Indeed, Southwestern completed its acquisition of Montage Resources in November 2020, saying the transaction had made it into the third largest Appalachian producer. And in October, EQT struck a deal to buy Chevron’s Appalachia assets for $735mn. Such acquisitions are seen as helping producers pursue scale once they are no longer in growth mode.
“I think producers who have recently consolidated their acreage through either acquisitions or divestiture could be able to optimise their well costs by drilling longer laterals,” said Ravichandran, citing EQT’s ability to tap into Chevron’s acreage by drilling longer laterals from their existing drilling pads. “I think most of the consolidation is largely done, but still there is some more room for consolidation, which could help these producers reduce their well costs by optimising well spacing and lateral lengths.”
Another development for EQT is a growing focus on West Virginia, even though Southwest Pennsylvania continues to account for 65% of the company’s capex this year.
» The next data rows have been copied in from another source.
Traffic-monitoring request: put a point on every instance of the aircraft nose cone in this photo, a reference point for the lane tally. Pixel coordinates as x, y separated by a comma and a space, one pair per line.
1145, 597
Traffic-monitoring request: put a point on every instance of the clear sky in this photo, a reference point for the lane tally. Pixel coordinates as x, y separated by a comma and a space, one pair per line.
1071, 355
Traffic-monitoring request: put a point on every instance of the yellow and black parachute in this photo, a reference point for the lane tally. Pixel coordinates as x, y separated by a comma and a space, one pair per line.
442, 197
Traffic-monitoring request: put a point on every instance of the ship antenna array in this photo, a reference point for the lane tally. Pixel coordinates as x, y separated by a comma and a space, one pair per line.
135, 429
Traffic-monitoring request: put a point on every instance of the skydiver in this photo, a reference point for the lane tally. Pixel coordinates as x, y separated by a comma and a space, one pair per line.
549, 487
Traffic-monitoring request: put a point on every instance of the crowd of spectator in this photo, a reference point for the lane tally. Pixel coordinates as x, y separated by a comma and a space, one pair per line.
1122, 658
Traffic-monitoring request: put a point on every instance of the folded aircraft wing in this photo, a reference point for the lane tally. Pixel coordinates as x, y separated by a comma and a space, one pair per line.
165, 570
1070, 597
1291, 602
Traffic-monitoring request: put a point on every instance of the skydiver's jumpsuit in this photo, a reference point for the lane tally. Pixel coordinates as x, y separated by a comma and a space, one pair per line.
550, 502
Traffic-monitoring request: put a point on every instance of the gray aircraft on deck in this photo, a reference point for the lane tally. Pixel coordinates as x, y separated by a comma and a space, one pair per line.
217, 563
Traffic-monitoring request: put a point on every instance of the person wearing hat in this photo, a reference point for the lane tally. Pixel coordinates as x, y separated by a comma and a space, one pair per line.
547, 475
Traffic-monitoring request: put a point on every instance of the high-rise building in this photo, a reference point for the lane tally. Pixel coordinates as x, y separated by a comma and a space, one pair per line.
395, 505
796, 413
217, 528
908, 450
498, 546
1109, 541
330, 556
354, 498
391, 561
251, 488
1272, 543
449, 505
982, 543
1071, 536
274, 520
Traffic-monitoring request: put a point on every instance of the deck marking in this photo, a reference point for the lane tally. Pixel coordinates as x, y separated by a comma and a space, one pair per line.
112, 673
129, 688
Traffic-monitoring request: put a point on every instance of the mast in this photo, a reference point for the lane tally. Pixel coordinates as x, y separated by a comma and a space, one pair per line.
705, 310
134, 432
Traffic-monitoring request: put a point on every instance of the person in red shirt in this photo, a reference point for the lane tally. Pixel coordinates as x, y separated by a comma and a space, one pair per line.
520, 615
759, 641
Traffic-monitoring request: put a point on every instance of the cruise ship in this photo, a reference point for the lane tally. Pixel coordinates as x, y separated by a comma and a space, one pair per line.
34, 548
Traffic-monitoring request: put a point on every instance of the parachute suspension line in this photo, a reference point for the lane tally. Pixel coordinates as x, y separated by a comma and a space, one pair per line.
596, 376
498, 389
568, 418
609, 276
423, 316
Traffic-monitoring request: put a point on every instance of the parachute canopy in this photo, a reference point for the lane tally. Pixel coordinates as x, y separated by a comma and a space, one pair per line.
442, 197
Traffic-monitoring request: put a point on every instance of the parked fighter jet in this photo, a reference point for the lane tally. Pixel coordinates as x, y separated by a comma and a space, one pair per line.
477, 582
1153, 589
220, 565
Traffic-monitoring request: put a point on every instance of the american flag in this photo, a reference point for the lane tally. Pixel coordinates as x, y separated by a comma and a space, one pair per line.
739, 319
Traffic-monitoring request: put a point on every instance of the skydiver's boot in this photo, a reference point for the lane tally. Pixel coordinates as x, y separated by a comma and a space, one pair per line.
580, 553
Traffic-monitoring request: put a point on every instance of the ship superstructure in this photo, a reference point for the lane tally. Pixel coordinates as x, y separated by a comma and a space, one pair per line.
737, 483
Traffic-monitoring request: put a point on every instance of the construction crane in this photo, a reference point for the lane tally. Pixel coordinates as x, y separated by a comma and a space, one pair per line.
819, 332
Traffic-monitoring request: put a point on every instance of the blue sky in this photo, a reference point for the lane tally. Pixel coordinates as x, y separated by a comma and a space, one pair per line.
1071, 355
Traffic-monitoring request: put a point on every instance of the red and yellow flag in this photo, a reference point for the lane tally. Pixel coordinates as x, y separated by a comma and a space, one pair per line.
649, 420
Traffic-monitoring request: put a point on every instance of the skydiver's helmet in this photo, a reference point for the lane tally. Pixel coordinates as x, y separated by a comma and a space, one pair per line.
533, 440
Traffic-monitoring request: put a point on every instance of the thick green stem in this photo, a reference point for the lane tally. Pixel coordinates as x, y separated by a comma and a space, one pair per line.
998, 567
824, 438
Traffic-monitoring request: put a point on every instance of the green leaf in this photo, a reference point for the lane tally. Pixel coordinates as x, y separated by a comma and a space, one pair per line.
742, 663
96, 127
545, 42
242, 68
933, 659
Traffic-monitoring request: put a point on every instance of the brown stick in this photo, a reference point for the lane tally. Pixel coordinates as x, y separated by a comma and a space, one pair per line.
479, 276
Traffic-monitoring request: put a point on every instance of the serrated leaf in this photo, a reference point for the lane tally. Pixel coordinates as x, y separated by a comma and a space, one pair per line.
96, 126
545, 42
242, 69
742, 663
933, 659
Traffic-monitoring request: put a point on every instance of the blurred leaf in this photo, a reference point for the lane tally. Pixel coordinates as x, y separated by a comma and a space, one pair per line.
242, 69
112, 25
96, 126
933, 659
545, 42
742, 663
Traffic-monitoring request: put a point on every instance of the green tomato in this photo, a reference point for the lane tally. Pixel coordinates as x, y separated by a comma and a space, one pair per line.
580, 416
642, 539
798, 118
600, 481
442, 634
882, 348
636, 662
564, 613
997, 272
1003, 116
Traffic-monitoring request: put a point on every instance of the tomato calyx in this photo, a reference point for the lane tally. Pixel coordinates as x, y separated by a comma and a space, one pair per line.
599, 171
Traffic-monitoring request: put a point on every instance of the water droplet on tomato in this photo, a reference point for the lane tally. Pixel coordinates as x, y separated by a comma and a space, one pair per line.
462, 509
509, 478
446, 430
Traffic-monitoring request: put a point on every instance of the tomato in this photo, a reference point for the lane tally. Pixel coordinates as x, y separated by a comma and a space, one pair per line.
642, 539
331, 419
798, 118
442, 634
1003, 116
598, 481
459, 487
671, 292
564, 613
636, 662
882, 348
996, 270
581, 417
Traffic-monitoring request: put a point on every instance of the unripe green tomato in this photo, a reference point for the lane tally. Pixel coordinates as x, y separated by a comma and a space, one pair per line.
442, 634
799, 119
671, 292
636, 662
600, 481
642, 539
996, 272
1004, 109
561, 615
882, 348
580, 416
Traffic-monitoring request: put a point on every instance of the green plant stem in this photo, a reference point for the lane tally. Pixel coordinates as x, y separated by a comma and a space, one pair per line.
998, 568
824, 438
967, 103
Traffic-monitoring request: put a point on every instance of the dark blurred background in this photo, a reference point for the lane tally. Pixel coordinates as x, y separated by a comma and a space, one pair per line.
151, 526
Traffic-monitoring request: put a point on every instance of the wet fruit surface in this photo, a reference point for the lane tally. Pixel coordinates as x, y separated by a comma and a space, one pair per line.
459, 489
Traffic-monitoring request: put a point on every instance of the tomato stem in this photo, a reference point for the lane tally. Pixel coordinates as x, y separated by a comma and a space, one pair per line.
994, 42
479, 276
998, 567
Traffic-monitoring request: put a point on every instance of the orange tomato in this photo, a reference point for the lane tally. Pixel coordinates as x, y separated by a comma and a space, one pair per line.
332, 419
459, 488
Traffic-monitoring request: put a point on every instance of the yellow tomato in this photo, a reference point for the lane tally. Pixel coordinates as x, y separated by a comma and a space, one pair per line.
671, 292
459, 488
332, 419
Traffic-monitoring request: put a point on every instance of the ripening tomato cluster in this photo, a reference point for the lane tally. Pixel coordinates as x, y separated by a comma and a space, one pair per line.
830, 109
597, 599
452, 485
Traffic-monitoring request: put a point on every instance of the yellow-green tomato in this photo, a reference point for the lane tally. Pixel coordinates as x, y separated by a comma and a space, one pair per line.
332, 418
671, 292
Nonetheless, EQT has said that around 40% of its core leasehold is in West Virginia and the state’s share of capex is set to grow from 7% in 2020 to 30% in 2021.
Other notable moves being made by Appalachian drillers include Antero’s decision to partner with a private equity player – QL Capital Energy Partners, which is an affiliate of Quantum Energy Partners – to fund part of its drilling plans. The partnership is worth $500-550mn and will see QL fund 20% of Antero’s development capex in 2021 and 15-20% annually between 2022 and 2024.
Antero said in its fourth-quarter earnings that it was “uniquely positioned” to take on a drilling partner owing to underused firm transportation, a deep liquids-rich drilling inventory and already established gathering incentive programme with Antero Midstream.
Viewed on an annual basis, this funding is comparatively modest, but nonetheless is set to help Antero drill 60 incremental wells over 2021-24. It also illustrates that even with sources of capital having dried up compared to the early days of shale drilling, some avenues remain open to producers, including private equity.
Ravichandran said that in an environment where raising new debt had fallen out of favour – and indeed access was limited – partnering with private equity could be a good way to raise capital.
“At the same time [private equity players] can invest directly gas producers if they wish to ride the commodity upcycle and it could be a win-win situation for both,” he said. “I won’t be surprised if in future more such deals are made in the US shale patch.”